In order to get your NGO online, you will need:
a) a domain name
The shorter, the better; maybe best .org for an NGO; domain names are relatively cheap; if you have a CreditCard (!) or a PayPal account payments may be easier & cheaper (this CC thing really IS an issue!)
1GB webspace, 1MySQL database, 1 FTP account, etc. = simple packages will do for most requirements; webhosting often includes one *free* .com domain name; there are some free webhosting sites that do / do not display advertisment (which you may not be able to control); user/server ratio often isn’t visible (= how many users/domain packages actually share one server? = perfomance index), service hotline?; backup = you are responsible for your own backups, especially with cheap webhosting packages; depending on your financial situation, you can manage to obtain all of this for *free* or pay a monthly fee. There are hundreds of providers/resellers out there + websites that give an overview of what customers are reporting on the actual quality of the provided service.
c) the right *software*
WordPress.org if you want to install a WordPress blog on your server and customize it, or WordPress.com if those standard templates on WordPress.com are ok with you. WordPress, a blog “software”, instead of an advanced Content Management System (CMS) because it will be easier to manage & often just does the job. WordPress.org comes with a HUGE community and many free templates that can be further modified.

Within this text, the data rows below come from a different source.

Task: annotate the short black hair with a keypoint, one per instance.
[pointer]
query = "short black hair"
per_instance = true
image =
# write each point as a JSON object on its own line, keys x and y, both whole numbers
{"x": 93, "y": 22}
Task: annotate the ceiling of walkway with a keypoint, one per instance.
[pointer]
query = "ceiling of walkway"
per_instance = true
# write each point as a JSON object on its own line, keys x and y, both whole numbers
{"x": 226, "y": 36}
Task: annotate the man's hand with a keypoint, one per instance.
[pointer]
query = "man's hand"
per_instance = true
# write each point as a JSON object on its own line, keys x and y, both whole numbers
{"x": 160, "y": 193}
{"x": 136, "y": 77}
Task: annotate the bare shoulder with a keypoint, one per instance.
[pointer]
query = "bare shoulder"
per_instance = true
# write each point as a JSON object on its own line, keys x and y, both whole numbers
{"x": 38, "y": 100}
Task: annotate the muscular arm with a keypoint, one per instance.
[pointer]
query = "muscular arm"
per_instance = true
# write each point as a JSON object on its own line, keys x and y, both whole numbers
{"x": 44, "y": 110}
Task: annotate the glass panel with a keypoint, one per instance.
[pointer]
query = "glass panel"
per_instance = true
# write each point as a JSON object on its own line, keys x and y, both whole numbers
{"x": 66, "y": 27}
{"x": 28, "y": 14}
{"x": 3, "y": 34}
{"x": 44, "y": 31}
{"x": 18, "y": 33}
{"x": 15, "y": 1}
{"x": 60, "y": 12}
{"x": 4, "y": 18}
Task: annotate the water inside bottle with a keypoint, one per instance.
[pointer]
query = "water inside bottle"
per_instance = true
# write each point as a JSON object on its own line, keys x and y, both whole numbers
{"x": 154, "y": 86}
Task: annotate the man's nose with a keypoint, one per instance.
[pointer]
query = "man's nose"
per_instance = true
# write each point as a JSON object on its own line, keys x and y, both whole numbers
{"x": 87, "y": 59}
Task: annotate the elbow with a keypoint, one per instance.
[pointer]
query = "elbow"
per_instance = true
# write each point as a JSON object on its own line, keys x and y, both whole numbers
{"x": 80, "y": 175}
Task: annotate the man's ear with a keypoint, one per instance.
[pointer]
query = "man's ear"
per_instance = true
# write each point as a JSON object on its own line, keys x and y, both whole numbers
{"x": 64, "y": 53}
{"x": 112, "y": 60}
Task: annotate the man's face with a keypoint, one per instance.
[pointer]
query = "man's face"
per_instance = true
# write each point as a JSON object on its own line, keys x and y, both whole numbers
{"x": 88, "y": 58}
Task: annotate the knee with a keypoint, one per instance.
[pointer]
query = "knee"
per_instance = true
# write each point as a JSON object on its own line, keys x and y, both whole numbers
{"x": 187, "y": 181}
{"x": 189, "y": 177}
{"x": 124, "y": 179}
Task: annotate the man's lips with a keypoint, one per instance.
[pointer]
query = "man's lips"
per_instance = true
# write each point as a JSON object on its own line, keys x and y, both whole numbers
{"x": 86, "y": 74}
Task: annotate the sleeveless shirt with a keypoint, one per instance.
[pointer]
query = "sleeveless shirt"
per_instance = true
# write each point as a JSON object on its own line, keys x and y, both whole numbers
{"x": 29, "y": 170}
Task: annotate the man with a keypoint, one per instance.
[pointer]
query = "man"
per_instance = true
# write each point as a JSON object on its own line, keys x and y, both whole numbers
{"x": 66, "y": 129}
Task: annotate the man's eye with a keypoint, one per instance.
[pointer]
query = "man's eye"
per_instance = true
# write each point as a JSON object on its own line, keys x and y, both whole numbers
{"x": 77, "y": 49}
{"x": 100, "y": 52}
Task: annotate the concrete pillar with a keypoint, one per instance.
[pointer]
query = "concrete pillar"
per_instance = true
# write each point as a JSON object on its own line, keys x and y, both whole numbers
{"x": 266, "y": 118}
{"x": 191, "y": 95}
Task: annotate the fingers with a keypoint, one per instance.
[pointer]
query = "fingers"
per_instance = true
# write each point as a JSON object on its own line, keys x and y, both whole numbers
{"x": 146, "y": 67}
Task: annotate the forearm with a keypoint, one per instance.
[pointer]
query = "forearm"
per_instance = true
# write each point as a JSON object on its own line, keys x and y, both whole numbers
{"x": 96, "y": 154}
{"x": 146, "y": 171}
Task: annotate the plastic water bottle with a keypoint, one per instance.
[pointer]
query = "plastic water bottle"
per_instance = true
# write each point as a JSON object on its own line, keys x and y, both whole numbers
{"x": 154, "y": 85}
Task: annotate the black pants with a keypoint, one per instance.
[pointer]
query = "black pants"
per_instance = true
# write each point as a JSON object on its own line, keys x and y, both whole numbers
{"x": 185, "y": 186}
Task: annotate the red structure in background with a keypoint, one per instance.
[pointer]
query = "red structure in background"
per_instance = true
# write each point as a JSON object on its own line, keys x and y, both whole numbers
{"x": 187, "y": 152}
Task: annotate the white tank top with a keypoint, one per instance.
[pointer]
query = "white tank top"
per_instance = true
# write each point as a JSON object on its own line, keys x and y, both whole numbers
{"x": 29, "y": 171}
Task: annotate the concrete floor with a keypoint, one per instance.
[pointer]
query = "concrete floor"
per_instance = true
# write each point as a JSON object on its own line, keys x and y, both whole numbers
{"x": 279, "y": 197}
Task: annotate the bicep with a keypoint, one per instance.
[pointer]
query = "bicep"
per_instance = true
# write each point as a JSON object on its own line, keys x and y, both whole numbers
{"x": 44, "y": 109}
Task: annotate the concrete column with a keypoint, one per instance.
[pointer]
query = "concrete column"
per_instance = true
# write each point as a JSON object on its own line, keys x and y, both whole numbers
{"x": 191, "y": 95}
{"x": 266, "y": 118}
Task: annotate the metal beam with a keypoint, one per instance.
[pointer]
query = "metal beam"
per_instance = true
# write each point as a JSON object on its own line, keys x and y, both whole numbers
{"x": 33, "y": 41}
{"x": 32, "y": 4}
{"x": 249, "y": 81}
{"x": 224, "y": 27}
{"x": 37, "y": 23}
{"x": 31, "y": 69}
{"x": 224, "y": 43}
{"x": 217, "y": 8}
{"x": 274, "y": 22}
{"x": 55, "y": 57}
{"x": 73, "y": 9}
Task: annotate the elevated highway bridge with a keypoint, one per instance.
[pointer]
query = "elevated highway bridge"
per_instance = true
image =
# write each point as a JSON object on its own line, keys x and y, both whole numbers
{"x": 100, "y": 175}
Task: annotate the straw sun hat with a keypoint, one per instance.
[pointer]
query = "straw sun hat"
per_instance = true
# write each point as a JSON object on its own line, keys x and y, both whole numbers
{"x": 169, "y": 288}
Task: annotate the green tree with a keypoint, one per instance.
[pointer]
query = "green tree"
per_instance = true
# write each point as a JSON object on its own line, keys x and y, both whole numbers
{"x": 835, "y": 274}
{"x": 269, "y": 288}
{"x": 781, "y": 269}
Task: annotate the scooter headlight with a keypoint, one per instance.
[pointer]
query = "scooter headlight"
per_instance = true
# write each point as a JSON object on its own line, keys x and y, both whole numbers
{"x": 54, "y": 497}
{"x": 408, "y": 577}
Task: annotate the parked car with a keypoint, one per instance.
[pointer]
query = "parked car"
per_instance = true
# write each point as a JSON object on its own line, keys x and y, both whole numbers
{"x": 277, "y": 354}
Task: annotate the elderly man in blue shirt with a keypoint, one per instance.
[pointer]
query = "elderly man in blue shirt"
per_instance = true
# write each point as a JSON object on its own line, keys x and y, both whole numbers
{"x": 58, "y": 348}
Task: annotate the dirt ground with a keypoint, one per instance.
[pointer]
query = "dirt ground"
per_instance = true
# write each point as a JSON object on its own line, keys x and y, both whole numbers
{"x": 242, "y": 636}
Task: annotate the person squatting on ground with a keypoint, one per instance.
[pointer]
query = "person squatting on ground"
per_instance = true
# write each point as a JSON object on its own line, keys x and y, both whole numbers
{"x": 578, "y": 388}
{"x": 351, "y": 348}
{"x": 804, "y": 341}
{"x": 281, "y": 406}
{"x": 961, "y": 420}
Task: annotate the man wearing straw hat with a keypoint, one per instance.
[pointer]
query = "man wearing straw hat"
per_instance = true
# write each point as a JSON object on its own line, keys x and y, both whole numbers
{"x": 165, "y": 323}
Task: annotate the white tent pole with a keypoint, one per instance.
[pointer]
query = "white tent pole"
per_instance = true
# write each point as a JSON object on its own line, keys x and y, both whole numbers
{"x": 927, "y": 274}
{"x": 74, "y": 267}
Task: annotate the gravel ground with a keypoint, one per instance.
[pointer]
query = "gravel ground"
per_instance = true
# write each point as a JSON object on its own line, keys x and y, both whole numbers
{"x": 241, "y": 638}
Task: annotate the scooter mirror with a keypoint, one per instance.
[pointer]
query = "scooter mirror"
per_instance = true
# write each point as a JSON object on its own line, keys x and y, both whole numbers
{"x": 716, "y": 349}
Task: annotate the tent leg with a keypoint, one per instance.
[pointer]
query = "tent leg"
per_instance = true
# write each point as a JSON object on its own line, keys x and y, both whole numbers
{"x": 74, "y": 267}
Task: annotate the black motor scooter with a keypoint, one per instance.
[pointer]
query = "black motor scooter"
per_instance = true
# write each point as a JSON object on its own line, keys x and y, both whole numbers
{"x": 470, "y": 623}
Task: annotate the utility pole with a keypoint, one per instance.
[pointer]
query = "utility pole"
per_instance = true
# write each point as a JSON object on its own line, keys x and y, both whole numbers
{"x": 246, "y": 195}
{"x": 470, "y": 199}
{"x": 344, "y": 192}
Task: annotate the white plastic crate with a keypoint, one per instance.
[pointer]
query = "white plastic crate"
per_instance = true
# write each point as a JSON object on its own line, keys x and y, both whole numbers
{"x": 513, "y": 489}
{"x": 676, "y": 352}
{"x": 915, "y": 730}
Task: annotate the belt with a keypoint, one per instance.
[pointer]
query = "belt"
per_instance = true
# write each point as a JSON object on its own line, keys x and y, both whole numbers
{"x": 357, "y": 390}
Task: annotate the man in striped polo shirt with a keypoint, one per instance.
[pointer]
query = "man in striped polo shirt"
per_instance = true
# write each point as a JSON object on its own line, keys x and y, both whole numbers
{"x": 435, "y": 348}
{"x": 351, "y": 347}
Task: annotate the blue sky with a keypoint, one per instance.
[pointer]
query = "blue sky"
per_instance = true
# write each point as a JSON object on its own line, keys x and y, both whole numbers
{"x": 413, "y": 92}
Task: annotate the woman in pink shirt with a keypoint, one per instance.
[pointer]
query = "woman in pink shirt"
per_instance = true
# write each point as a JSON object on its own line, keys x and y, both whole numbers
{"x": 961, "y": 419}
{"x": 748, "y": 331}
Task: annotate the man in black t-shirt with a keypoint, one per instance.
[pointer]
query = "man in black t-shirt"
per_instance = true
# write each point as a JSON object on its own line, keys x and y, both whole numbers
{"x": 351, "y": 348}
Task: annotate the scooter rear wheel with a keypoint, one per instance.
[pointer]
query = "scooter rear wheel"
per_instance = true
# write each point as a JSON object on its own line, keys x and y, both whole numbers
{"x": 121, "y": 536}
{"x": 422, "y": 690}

Any other blog software will certainly also do, however, it just helps to illustrate the fact that this publishing platform is sufficient for most websites (see d)).
d) an idea of what to put online
Most crucial point. Who will be in charge of the online content? What do you want to put online? How many static pages? What kind of pictures? The person in charge of online content will probably also need to rescale pictures and trim them for online usage (lower dpi resolution), no need for 2–3 MB pictures that directly come from a digital camera. Apply a licence to your works (=> CreativeCommons) so that ppl will know how do deal with your (!) online content. Create a document and define what you want to publish online and how you want to interlink it — in short, create a concept. This will help everyone involved to see what the target is.
Bottom-line: getting YOUR page and YOUR mission online isn’t a matter of experts anymore. What you will need to figure out is how much money you want to spend on this, how the site should appear (layout) and who will be in charge.
I am mentioning all these *basic* facts (to most readers — I assume that most of you are running your own blog?) because it’s just SOOOOO often that you see a brother from somewhere who’s doing a wonderful job within his organisation, but is totally overwhelmed by the (relatively simple) job of creating a decent website that draws a clean line between horrible MS-Frontpage or MS-Office documents (converted into HTML/XML) and a smooth little website based on a sweet WordPress *simple-CMS* package.
Also, you’re not alone on this. Pls feel free to visit Kabissa.org to connect with others and discuss on how to promote your works online.